What Our Animals Are Telling Us This Earth Day
Apr 16, 2020
On this Earth Day – 50 years from its founding in 1970 – it is reassuring to see nature continue its springtime rituals – flowers bloom, animals are born, water thaws and the air warms – as we humans are changing our behavior in ways we never could have imagined.
National parks report that the animals who inhabit these spaces are coming out of their usual hiding spots and roaming the parks freely in the absence of millions of visitors. Images from above show that the skies are clearing -- we can see stars at night that were previous hidden. Fish can now be seen, and birds are returning to cleaner waterways.
These are glimpses of what it might look like if we take better care of our planet. We can start by celebrating the space around us by nurturing a healthy habitat for our backyard birds.
Take notice of what’s in your backyard and neighborhood – do you have a mix of species? The more complex the species mix, the more balanced (and healthier) the habitat. Do you have birds that feed on the ground and birds that feed in the trees? Do you have birds that eat seed and birds that eat bugs? Do you have birds that eat fruit and berries? How about cavity-nesting birds, as well as cup-nesting birds? Do you have woodpeckers? Hawks? The more often you say “yes,” the more likely you are to have a well-balanced yard.

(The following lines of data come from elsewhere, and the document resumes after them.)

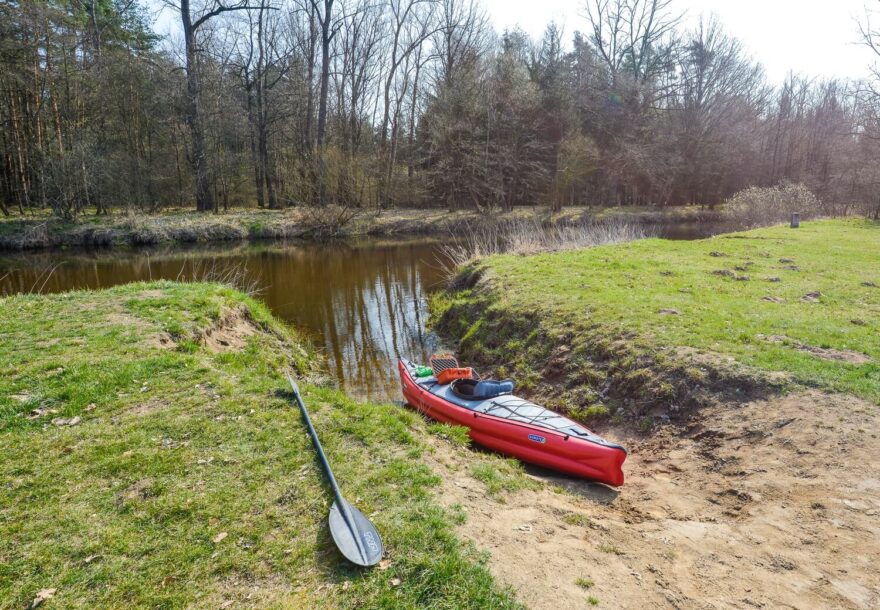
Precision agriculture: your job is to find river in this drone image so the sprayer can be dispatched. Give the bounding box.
[0,225,724,400]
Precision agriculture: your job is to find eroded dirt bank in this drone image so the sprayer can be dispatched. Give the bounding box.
[424,391,880,609]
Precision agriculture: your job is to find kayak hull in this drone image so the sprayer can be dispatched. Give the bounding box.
[398,360,626,487]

If not, you can encourage diversity by making these improvements:
1. Feed migrating and year-round birds with feeders filled with fresh seed, suet and nuts - the energy they need to see them through mating season.
2. Offer a bird house, nesting material and native plantings – secure spots to raise their families.
3. Let your lawn grow naturally, cut it a little higher and skip the pesticides. It saves water, essential insects and promotes a healthy lifestyle.
4. Add some water. A bird bath, mister or dripper will attract a variety of birds and help keep them hydrated and clean.
Birds are part of the web of life – a mixture of hunters and gatherers, predators and prey. Each animal has a role to play, and our actions make a difference in their – and our – survival. Nearly 30% of North American birds have disappeared since 1970. Our warming climate is forcing birds to winter and breed farther north than in the past.
According to the National Audubon Society, two-thirds of North American birds are at increasing risk of extinction from global temperature rise and many will be forced to relocate to survive. Based on 140 million observations, the Society’s project – “Surviving by Degrees: 389 Bird Species on the Brink” at https://www.audubon.org/climate/survivalbydegrees -- allows us to see the potential climate impacts on the birds where we live.
It is more important than ever to celebrate and support our wildlife and their vital contributions to our shared world. With cleaner air, water and room to roam, the earth’s wildlife’s actions during these times are speaking loudly.
If we listen, we can make a difference.